Monkeypatch for Phi3 #76

tyler-romero · 2024-08-24T22:10:57Z

Summary

Add a new monkeypatch function to support patching Huggingface's Phi3 implementation with Liger Kernels.

Phi3 has its own MLP implementation (Phi3MLP) so a LigerPhi3SwiGLUMLP implementation that leverages LigerSiLUMulFunction is provided as well.

Testing Done

run make test to ensure correctness
run make checkstyle to ensure code style
run make test-convergence to ensure convergence

Convergence test added (and passing on my 4090) for a minimodel based on Phi3 patched with liger kernels.
All tests passing.

Questions for Discussion

Apparently Phi3 was only added in transformers v4.41, but the lowest supported version of transformers in Liger-Kernel is 4.40.1. Additionally, only more recently has sdpa been supported in HF Phi3. Thoughts?

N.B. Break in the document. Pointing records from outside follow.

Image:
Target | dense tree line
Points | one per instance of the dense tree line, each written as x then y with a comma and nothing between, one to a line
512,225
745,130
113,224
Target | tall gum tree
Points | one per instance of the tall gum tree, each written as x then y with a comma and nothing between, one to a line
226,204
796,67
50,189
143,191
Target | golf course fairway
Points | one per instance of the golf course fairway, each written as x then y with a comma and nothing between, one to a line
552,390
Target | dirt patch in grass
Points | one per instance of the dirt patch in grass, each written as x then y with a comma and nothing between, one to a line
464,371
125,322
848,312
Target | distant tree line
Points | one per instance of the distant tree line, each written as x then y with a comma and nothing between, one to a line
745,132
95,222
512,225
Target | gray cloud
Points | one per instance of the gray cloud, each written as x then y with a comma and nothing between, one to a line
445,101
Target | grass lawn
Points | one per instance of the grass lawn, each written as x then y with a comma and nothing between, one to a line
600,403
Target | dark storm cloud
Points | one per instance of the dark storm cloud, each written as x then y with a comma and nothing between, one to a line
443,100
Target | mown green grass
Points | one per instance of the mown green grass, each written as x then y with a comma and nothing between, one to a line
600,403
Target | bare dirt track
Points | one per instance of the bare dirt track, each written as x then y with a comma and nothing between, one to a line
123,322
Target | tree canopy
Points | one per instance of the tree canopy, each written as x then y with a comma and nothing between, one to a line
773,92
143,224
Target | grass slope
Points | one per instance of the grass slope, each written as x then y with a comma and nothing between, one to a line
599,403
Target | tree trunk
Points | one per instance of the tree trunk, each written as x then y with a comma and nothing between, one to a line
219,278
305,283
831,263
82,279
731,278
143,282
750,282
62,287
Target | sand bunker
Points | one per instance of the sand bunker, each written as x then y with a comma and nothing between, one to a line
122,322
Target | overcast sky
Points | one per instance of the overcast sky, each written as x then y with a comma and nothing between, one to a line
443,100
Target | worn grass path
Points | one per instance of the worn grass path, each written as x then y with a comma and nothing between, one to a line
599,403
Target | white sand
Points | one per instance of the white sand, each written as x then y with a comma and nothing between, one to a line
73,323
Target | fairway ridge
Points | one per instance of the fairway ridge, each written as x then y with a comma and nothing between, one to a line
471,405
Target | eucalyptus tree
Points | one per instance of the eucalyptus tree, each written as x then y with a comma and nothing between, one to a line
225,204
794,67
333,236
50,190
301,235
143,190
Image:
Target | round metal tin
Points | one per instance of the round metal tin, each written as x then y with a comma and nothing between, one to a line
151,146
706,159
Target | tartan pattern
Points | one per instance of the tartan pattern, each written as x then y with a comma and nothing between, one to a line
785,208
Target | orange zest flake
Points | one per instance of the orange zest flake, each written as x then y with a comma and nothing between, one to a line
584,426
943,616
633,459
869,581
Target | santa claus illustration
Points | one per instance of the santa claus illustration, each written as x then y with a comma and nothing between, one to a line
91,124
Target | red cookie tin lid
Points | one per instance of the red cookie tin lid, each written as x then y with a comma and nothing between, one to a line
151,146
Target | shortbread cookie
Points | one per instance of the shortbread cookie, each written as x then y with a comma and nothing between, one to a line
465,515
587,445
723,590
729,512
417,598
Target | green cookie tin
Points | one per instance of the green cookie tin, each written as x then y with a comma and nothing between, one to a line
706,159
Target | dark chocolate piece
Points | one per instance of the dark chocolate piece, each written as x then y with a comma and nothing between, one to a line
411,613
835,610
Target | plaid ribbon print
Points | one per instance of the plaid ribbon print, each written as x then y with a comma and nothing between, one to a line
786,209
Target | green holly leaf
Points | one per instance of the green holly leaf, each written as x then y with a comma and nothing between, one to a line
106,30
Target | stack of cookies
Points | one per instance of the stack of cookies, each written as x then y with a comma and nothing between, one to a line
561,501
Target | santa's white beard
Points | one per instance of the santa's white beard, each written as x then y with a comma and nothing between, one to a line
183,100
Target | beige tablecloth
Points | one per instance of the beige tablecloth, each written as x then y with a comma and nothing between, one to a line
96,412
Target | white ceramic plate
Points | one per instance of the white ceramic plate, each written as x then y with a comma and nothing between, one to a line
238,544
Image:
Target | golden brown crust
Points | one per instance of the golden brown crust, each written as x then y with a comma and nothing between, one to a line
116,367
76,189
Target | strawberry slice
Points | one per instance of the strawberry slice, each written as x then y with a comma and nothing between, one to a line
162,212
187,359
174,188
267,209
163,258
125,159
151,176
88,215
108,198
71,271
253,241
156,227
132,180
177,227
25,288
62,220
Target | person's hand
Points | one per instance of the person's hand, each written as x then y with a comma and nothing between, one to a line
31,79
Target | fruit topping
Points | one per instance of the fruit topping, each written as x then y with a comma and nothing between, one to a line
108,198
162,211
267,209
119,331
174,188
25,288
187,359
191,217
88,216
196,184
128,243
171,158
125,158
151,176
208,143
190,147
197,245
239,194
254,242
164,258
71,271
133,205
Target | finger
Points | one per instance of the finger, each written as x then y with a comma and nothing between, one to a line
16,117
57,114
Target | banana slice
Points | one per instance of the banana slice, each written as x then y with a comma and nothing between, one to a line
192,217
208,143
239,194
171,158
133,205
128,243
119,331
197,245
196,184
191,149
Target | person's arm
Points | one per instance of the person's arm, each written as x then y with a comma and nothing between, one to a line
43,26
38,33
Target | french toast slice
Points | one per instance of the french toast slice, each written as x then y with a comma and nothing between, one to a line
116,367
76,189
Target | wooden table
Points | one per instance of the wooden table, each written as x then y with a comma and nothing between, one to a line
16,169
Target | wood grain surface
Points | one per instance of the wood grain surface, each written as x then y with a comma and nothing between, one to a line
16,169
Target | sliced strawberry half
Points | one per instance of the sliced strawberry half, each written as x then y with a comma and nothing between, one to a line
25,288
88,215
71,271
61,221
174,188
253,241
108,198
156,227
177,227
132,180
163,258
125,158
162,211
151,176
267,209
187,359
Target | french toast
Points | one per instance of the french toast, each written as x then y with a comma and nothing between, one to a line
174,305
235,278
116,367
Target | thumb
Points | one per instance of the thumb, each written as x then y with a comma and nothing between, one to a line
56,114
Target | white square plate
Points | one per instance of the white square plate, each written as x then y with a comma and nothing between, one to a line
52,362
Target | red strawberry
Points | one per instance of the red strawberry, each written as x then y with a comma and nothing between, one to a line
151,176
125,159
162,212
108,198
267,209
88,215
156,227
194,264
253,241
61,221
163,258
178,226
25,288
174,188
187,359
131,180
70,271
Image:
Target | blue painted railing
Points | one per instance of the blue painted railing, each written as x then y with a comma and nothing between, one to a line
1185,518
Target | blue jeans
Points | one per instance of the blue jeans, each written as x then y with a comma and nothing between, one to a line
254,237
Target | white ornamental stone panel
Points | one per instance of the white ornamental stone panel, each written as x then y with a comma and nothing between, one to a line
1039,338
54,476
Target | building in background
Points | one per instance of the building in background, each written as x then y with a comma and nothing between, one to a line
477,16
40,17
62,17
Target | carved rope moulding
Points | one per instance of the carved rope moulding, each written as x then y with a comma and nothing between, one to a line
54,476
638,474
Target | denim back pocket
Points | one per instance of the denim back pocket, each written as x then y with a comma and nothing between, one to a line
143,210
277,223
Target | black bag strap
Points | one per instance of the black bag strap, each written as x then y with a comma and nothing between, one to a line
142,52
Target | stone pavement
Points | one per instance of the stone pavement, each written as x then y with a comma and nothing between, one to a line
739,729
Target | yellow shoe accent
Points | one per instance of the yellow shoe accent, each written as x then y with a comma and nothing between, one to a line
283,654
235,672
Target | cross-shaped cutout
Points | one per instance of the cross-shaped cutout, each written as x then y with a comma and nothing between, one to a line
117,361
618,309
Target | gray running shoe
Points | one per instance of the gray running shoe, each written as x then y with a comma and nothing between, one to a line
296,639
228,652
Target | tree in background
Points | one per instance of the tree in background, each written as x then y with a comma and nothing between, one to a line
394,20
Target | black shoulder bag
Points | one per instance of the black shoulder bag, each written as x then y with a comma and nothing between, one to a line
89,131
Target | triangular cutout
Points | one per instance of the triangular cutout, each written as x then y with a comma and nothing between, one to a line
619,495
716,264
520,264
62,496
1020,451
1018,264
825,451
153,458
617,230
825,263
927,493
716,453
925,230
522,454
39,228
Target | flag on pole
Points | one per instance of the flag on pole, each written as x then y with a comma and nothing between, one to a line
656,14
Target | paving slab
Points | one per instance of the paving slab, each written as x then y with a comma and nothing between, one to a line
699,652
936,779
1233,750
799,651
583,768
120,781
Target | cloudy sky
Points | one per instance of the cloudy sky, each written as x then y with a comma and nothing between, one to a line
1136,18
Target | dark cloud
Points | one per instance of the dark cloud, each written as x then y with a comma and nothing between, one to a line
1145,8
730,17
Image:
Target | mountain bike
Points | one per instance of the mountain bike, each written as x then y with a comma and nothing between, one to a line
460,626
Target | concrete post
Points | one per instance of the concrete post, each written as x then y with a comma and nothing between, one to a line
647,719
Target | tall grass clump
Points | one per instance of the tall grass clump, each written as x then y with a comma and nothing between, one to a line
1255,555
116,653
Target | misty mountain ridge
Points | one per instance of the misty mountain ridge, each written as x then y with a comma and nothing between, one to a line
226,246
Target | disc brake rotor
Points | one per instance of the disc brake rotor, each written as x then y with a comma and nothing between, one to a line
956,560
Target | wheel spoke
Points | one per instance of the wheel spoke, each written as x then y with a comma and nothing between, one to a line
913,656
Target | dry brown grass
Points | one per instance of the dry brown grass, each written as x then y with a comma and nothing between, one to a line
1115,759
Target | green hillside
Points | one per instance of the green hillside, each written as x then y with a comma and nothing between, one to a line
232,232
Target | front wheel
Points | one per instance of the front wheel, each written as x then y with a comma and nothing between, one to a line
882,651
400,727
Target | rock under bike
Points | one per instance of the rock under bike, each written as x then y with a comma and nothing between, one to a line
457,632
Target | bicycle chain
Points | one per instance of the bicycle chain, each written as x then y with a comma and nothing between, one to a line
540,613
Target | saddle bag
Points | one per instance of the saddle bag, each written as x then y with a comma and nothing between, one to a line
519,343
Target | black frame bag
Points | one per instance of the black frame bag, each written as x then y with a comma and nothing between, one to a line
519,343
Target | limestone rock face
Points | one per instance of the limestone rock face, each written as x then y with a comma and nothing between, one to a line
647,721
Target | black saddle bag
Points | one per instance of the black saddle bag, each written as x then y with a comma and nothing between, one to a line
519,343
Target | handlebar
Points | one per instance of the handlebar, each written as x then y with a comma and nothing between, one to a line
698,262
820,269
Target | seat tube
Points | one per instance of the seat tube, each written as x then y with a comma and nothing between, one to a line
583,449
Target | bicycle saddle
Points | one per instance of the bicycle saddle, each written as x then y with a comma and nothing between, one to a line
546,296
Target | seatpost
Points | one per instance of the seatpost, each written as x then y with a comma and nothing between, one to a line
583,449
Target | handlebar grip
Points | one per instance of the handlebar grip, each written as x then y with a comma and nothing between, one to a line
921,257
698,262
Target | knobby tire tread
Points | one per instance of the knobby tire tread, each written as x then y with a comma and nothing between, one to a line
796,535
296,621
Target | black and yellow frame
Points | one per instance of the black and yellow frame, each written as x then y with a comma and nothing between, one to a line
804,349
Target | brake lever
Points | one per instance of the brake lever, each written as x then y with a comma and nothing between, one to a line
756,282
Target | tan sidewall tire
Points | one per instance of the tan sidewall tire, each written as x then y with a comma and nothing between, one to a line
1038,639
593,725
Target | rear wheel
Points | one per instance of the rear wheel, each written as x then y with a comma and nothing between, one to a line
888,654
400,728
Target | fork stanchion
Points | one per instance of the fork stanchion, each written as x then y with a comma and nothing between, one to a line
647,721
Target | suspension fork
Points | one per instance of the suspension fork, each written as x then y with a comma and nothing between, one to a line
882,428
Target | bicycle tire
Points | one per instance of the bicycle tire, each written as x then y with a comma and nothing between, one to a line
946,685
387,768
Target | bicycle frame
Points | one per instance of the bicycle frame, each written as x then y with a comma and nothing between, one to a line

Should I leave the transformers dependency version as-is?

ByronHsu

cc @shivam15s

tyler-romero · 2024-08-24T22:35:57Z

README.md

@@ -153,6 +153,8 @@ loss.backward()
 | Mixtral     | `liger_kernel.transformers.apply_liger_kernel_to_mixtral`  | RoPE, RMSNorm, SwiGLU, CrossEntropyLoss        |
 | Gemma2      | `liger_kernel.transformers.apply_liger_kernel_to_gemma`    | RoPE, RMSNorm, GeGLU, CrossEntropyLoss         |
 | Qwen2       | `liger_kernel.transformers.apply_liger_kernel_to_qwen2`    | RoPE, RMSNorm, SwiGLU, CrossEntropyLoss, FusedLinearCrossEntropy        |
+| Phi3        | `liger_kernel.transformers.apply_liger_kernel_to_phi3`    | RoPE, RMSNorm, SwiGLU, CrossEntropyLoss         |


Sorry for the whitespace modifications here, this is the only change in this file

thanks a lot for helping on the housekeeping! <3

do you want to implement for FusedLinearCrossEntropy in the next PR and also create a issue to track? Essentially add a method patch

Liger-Kernel/src/liger_kernel/transformers/model/llama.py

Line 25 in 8aab06a

def lce_forward(

Yeah happy to do that as well

setup.py

tyler-romero · 2024-08-24T22:37:09Z

src/liger_kernel/transformers/swiglu.py

@@ -38,3 +38,27 @@ def __init__(self, config):
    def forward(self, x):

        return self.w2(LigerSiLUMulFunction.apply(self.w1(x), self.w3(x)))
+
+
+class LigerPhi3SwiGLUMLP(nn.Module):


So Llama has its own MLP implementation here, but its named very generally. I went for a model-specific name here, but open to suggestions.

yeah. this is necessary

yundai424

Thanks for this hyper speed PR woo hoo

test/transformers/test_swiglu.py

Makefile

ByronHsu · 2024-08-26T16:46:13Z

Apparently Phi3 was only added in transformers v4.41, but the lowest supported version of transformers in Liger-Kernel is 4.40.1. Additionally, only more recently has huggingface/transformers#32457. Thoughts? Should I leave the transformers dependency version as-is?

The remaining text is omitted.